3) Al odaklı geliştirme ortamları (Yapay zeka odaklı geliştirme): Gartner’a göre, yapay zeka gelişimi araçların, teknolojinin ve AI yetenekleriyle en iyi uygulamaların evrimini temsil ediyor. Gartner, 2022 yılına kadar, yeni uygulama geliştirme projelerinin yüzde 40’ında, ekiplerinde AI geliştiricilerin yer alacağını öngörüyor. Yapay zeka kendi uygulamalarını da kendi içinde geliştiriyor. Yapay zeka destekli çözümler oluşturmak için kullanılan araçlar, profesyonel geliştiricilere yardımcı olan ve görevleri otomatikleştiren yapay zeka destekli yeteneklerle destekleniyor. Bunlar, artırılmış analizler, otomatik testler, otomatik kod üretimi ve otomatik çözüm geliştirme. Yapay zeka özellikli araçlar, genel geliştirmeden işletme çözümü tasarımına kadar her yerde etkin kullanılıyor.

4) Dijital İkizler (Digital Twin): Dijital İkiz kavramı ilk olarak 2002’de Dr. Michael Grieves tarafından NASA’nın eşleme teknolojisi sonucunda ortaya atıldı. Dijital ikiz kavramı IoT ile birlikte daha etkili hale geldi. Dijital ikiz, sürecin, ürünün veya servisin sanal bir modeli, yani kopyası.  Sanal ve fiziki dünyaların birleştirilmesi, verinin analiziyle birlikte bir problemi oluşmadan önce görmeye olanak sağlıyor. Dijital ikiz ile yeni fırsatlar geliştirerek simülasyonlar aracılığıyla geleceği bugünden inşa edebilmek söz konusu.
Dijital ikizleri kullanmayan şirketlerin gelecekte rekabet yarışında geride kalacağı öngörülüyor. Dijital ikizlerin farkını ortaya koyan özellikleri ise şöyle: Gerçek zamanlı izleme ve kontrol için gerçek dünyayla bağlantılılar. Yeni iş fırsatlarını geliştirmek için büyük veri analitiği ve yapay zeka uygulamalarına sahipler. Etkileşime girebiliyor ve ‘eğer’ senaryolarını değerlendirebilme yeteneğine sahipler. Belirli iş sonuçlarını desteklemeye odaklanan modellerin sağlamlığı ön planda. Dijital ikizler, Nesnelerin İnterneti’nde (IoT), bakım ve güvenilirlik hakkında bilgi vererek, bir ürünün daha etkili bir şekilde nasıl performans gösterebileceği, yeni ürünler hakkında veriler ve artan verimlilik hakkında bilgi sağlayarak kurumsal karar vermeyi geliştirebiliyor.
Bir kurumun dijital ikizleri, gerçek zamanlı izleme sağlamak ve gelişmiş süreç verimliliklerini artırmak, örgütsel süreç modelleri oluşturmak için ortaya çıkıyor. Gartner, 2020’ye kadar 20 milyardan fazla ağa bağlı sensör olacağını tahmin ediyor. Bu da milyarca şey için dijital ikizlerin var olacağı anlamına geliyor.

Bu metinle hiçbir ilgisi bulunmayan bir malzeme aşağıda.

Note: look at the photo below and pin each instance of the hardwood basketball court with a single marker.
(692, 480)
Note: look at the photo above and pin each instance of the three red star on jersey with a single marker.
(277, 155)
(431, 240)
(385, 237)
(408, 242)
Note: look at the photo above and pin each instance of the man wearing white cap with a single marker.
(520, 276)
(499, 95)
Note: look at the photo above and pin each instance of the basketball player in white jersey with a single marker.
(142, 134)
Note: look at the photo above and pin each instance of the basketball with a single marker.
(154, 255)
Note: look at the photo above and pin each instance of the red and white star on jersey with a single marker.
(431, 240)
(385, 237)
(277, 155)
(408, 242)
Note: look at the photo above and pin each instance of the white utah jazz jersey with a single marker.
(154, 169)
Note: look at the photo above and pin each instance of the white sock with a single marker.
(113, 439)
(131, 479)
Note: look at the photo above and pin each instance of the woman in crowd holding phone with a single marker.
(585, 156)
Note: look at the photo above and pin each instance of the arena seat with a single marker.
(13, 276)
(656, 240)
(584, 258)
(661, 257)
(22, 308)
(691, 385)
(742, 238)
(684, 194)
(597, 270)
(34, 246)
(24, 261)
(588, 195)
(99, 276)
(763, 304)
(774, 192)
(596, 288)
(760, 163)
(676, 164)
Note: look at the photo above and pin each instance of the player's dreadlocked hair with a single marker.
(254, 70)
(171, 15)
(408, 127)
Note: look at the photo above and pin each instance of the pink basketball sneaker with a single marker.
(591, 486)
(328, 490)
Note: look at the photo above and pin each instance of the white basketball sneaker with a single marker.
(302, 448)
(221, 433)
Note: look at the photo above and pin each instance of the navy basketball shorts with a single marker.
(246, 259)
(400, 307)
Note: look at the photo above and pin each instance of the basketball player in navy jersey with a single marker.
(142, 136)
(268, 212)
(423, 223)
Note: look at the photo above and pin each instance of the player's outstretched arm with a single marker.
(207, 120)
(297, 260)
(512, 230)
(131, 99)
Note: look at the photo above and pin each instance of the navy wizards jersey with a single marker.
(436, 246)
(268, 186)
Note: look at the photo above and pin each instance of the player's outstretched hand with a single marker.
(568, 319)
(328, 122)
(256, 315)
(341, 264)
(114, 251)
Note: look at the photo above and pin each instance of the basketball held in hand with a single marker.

5) Güçlendirilmiş kenar/ Sınır bilişim (Edge Computing): Kenar, insanlar tarafından kullanılan veya çevremizdeki dünyaya gömülen uç nokta cihazlarını ifade ediyor. Edge computing ise bilgi işlemin bu uç noktalara daha yakın yerleştirildiği bir hesaplama topolojisi olarak açıklanıyor. Gartner’a göre önümüzdeki beş yıl boyunca, daha büyük işleme gücü, depolama ve diğer gelişmiş yeteneklere sahip özel AI çipleri, daha geniş kenar aygıtlarına eklenecek. Daha uzun vadede, daha düşük gecikme süresi ve daha yüksek bant genişliği sağlayan 5G olgunlaştıkça, genişleyen kenar hesaplama ortamı, merkezi hizmetlere daha güçlü bir iletişim ortamı sağlayacak.
Edge Computing, aslında büyük verinin tümünü bulutta tutmak yerine verimliliği artırmak ve maliyeti azaltmak için trafiği yerel tutma fikriyle doğdu. Günümüzde, bu teknolojinin odağının çoğu nesnelerin interneti içinde sistemlerinin gömülü ve kapalı olarak da çalışmasını sağlıyor. Bu tip bir çalışma modeli, yüksek maliyetlerinden ve kabul edilemez gecikme seviyelerinden kaynaklanan zorlukları ortadan kaldırıyor. Dahası dijital iş ve BT çözümlerinin özelliklerini mümkün kılıyor. Teknoloji ve düşünme, deneyimin insanları yüzlerce uç cihazla bağlayacağı bir noktaya kayacak. Gartner tahminlerine göre 2028 yılına kadar sensör, depolama, hesaplama ve gelişmiş yapay zeka özelliklerinin “edge computing” cihazlarına gömülmesinde önemli bir artış bekliyor. Genel olarak veriler, endüstriyel cihazlardan ekranlara, akıllı telefonlara ve otomobil güç jeneratörlerine kadar çeşitli uç nokta cihazlarına doğru bağlı hale gelecek.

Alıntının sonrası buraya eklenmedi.